If you’ve been listening to The Non-Prophets in the past year (and if not, why not??) then you already know that we are no fans of the so called “Men’s Rights” movement. Occasionally the MRA movement might support a worthwhile principle purely by accident, but in practice it is primarily a movement which is to gender as White Pride groups are to race. The civil rights activist organization Southern Poverty Law Center classifies several MRA sites as hate groups.
My wife and I were chatting last night about some statistics I saw recently. As this post on Stephanie Zvan’s blog notes, MRA’s [edit: surveyed on Reddit, so a heavily self-selected sample] are approximately:
- 92% male
- 87% white
- 35% aged 17-20 (estimated overall median age 20)
- 70% no religion
The fact that so many MRA’s are with us in the non-religion crowd should be, in my view, hugely embarrassing to atheists. Numbers higher on the page imply that the “no religion” number may be as high as 94%, but I’ll go with the reduced 70% number, which is still pretty disproportionate to the number of non-religious people overall. 16% of the general United States population consider themselves religiously unaffiliated.
So most MRA’s are irreligious, which doesn’t mean that most irreligious people are MRA’s. For example, if 16% of the population are atheists, and .16% of the population are MRA, then they could be 100% irreligious and still represent only 1% of of that group. But still: ick.
Why should this be the case? Here’s a point that I think should not be overlooked: Misogyny is straight up baked into some (not all) religious groups. Consider the Quiverfull cult, for instance. You don’t find a subgroup of Quiverfull supporters specifically formed to argue that women should be more respectful of men. You don’t need one, because the whole group is about that, and the religious justification for it.
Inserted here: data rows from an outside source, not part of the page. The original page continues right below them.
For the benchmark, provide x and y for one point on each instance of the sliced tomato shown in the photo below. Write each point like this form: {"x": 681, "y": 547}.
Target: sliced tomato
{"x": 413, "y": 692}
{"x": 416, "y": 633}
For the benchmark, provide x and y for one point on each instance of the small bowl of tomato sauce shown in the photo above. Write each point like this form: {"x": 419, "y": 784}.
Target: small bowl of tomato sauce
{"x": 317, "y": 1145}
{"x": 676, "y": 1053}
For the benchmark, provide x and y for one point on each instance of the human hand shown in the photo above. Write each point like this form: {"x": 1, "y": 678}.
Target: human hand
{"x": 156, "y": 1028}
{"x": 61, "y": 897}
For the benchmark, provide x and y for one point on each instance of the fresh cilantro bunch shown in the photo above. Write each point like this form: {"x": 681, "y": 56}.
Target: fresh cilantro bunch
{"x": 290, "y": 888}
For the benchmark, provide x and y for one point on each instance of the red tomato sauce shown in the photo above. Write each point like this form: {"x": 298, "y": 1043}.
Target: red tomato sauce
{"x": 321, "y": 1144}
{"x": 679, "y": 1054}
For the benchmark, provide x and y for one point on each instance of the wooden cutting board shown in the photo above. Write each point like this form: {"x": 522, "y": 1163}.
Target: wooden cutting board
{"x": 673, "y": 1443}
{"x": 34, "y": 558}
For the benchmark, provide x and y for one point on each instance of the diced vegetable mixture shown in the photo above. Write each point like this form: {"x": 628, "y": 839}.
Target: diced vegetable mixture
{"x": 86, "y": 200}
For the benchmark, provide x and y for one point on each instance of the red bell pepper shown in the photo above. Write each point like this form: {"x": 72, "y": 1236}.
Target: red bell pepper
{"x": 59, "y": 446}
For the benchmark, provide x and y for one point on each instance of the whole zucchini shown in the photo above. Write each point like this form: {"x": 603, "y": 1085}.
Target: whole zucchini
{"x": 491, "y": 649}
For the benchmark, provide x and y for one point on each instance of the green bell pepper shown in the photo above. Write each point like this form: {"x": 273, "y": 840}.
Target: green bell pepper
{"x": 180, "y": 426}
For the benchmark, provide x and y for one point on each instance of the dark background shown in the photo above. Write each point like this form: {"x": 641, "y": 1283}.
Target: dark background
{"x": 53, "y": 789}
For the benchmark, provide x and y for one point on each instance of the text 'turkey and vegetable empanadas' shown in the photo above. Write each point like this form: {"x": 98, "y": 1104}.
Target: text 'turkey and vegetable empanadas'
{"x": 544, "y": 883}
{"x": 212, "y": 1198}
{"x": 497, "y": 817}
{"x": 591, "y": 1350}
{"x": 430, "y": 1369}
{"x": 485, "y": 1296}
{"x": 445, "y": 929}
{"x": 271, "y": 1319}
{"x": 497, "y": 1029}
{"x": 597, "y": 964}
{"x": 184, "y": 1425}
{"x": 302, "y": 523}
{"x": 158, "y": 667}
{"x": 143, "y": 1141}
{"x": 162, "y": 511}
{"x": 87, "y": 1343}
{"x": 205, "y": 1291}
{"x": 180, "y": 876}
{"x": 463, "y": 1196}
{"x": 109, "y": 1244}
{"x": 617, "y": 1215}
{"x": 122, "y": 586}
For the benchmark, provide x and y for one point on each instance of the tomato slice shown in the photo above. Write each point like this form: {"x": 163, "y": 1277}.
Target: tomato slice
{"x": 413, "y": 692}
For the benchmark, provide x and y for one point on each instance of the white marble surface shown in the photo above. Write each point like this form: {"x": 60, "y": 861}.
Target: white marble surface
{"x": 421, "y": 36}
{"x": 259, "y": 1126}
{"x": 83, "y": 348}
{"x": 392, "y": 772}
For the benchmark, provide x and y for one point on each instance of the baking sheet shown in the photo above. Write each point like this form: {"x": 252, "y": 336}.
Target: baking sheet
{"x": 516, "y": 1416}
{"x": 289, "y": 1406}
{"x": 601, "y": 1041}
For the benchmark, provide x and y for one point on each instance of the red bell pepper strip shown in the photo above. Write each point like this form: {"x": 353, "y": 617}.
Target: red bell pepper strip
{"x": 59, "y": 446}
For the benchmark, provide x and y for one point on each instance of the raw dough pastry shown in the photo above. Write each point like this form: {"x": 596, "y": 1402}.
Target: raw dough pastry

As Vyckie Garrison sums it up, “Men are to be leaders, teachers, initiators, protectors and providers. Women are created to be ‘helpmeets’ to the men in authority over them (husbands, fathers, older brothers) ~ they are to be submissive and yielding.”
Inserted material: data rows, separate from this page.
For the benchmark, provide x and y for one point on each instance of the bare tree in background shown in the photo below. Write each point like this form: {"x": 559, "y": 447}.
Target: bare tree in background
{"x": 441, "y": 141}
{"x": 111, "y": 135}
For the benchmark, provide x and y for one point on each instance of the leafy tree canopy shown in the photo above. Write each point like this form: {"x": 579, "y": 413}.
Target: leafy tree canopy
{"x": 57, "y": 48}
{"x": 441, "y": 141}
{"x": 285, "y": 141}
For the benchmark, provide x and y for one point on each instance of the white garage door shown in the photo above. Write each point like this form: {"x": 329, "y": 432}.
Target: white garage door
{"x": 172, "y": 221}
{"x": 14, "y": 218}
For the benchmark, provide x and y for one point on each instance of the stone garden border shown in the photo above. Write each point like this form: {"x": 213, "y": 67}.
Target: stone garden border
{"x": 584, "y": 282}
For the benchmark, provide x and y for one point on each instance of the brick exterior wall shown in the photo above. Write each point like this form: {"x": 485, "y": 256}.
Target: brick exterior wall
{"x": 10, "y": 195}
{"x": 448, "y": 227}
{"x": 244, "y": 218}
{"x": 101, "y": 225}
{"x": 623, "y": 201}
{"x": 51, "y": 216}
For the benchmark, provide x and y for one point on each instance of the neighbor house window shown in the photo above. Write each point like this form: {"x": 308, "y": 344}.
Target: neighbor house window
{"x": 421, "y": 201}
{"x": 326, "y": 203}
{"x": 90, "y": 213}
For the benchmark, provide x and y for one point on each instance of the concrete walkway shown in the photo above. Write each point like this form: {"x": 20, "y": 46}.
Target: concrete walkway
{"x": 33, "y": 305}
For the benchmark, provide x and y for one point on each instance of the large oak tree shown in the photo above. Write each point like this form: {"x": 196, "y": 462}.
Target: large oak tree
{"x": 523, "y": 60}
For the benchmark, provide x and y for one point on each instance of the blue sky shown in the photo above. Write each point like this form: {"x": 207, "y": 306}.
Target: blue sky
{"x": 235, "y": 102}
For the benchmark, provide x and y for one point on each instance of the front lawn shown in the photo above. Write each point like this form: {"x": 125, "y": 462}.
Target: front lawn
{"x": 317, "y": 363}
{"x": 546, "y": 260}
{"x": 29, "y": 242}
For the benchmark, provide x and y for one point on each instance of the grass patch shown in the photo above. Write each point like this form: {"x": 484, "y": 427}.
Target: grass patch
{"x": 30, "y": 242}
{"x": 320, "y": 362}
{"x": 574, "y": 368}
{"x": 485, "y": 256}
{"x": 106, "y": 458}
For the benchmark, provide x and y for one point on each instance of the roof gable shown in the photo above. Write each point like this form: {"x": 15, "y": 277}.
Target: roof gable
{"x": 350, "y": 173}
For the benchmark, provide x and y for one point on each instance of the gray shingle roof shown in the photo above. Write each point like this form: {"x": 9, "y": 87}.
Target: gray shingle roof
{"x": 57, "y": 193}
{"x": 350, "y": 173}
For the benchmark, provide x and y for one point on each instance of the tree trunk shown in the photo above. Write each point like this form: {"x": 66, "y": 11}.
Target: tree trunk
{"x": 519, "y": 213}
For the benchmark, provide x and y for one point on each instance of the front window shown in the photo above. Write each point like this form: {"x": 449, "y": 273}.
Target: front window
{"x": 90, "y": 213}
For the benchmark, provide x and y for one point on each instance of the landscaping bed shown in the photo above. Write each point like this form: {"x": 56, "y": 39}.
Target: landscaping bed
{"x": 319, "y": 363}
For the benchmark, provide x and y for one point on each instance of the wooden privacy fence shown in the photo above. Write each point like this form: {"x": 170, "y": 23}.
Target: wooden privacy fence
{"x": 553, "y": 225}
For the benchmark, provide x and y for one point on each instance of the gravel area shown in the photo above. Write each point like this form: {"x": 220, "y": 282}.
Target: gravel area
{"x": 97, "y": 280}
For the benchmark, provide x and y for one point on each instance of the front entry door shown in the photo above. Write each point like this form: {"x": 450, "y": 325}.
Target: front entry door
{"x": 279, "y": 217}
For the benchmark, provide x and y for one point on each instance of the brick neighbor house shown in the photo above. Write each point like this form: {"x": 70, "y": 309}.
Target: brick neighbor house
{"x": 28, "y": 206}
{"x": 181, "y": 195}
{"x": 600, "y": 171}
Within the context of Quiverfull, both men and women generally accept the principles that women are naturally subservient to men. If you live in a bubble of people who agree with this, “men’s rights” isn’t an issue to be tackled separately; it’s part and parcel of an overarching religious outlook.
Similarly, when Tracie and I wrote about attending a liberal Muslim church in Austin, we noticed that their views about women were substantially less awful than your typical Islamic fundamentalist, but they still assume everybody is on board with the idea that women can’t do everything that men do. It’s in the Qur’an, so it’s hard to toss that aside lightly without challenging more of the fundamentals.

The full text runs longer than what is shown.